Day 50 a road marker? Day 100 a milestone? 1 year another milestone?
These questions have been plaguing my mind this week. I have been comparing my quit to my life.
Life.......................Quit
Birth-------------------Day 1-------------- a beginning
1st steps--------------Day 50-------------a good start
1st day of school-----Day 100-----------a road marker
Out on your own-----1 yr-----------------a milestone
marriage kids-----
Grandkids-------------
Retirement------------
Death------------------Death(still quit)--------------Triumph
My dilemma has been that in the whole scheme of my quit, the closer I get to HOF, I am becoming underwhelmed by it. I don't know what the life expectancy of a quit addict in my demographics is, I have longevity genes so lets say 80 yrs old. That means that I am way past 1/2 way to DEAD. I have had many side trips, detours, road markers and milestones in my life. Today I consider 50 days ago (the day I quit) as one of the milestones in my life that I will cherish with some of the bigger events in my life (such as marriage, birth of daughter, birth of grandkids etc.). If I put myself at the end, at death, I don't think day 50 or day 100 will even be listed on the event calendar, Maybe I'm wrong but I don't think so.

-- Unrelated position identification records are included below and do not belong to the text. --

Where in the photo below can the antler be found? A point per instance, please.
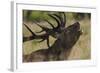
(60, 18)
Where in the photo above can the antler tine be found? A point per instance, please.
(30, 30)
(43, 28)
(50, 23)
(62, 19)
(57, 20)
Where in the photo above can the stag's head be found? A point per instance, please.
(70, 35)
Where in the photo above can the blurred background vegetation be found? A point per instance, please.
(81, 50)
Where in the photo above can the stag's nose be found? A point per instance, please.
(76, 26)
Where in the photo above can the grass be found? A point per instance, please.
(81, 50)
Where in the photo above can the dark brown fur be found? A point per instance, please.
(61, 48)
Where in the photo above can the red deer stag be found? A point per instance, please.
(66, 37)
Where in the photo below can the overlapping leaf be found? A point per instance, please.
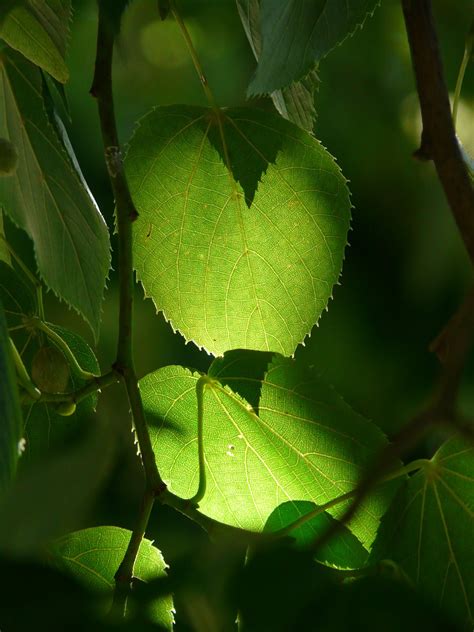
(297, 34)
(47, 198)
(93, 555)
(53, 498)
(238, 257)
(428, 530)
(291, 439)
(39, 29)
(295, 102)
(10, 414)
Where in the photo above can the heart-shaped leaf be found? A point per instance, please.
(302, 442)
(47, 198)
(429, 527)
(46, 429)
(297, 34)
(92, 556)
(243, 220)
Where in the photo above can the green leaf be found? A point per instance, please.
(92, 556)
(239, 258)
(296, 102)
(10, 413)
(297, 34)
(428, 529)
(48, 199)
(39, 29)
(47, 430)
(344, 552)
(7, 6)
(305, 444)
(54, 497)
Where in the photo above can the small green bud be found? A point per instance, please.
(8, 157)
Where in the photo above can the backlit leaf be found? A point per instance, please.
(302, 442)
(345, 551)
(39, 29)
(48, 199)
(429, 528)
(53, 498)
(295, 102)
(297, 34)
(239, 258)
(92, 556)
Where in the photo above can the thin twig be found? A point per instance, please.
(124, 365)
(439, 142)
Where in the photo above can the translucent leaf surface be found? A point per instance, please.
(244, 257)
(54, 497)
(305, 443)
(44, 427)
(47, 198)
(297, 34)
(39, 29)
(429, 529)
(93, 555)
(296, 102)
(10, 414)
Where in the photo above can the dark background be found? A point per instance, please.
(405, 270)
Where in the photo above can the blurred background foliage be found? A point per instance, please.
(405, 271)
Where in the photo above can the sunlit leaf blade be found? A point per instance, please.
(429, 529)
(306, 444)
(45, 429)
(297, 34)
(342, 552)
(296, 102)
(46, 197)
(93, 555)
(10, 414)
(39, 29)
(245, 259)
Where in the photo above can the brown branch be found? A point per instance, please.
(439, 142)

Looking down the road into the future has been one of the more difficult aspects to deal with in my quit! When I think long term I "CAVE". I'm strong, my quit is strong, I'm gaining something I've never had "integrity", I will not cave if I continue to quit 1 day at a time.
Another scary aspect of 50 or 100 days quit is when I compare it to the past: I've been a addict for over 14,000 days I've been alive a little over 20,000 days. Compare that to 100 days-----not even a drop in the bucket. So another lesson to be learned the past can also be overwhelming, thinking of it sows seeds of "CAVE".
My conclusion is: THE ONLY THING THAT MATTERS IS TODAY.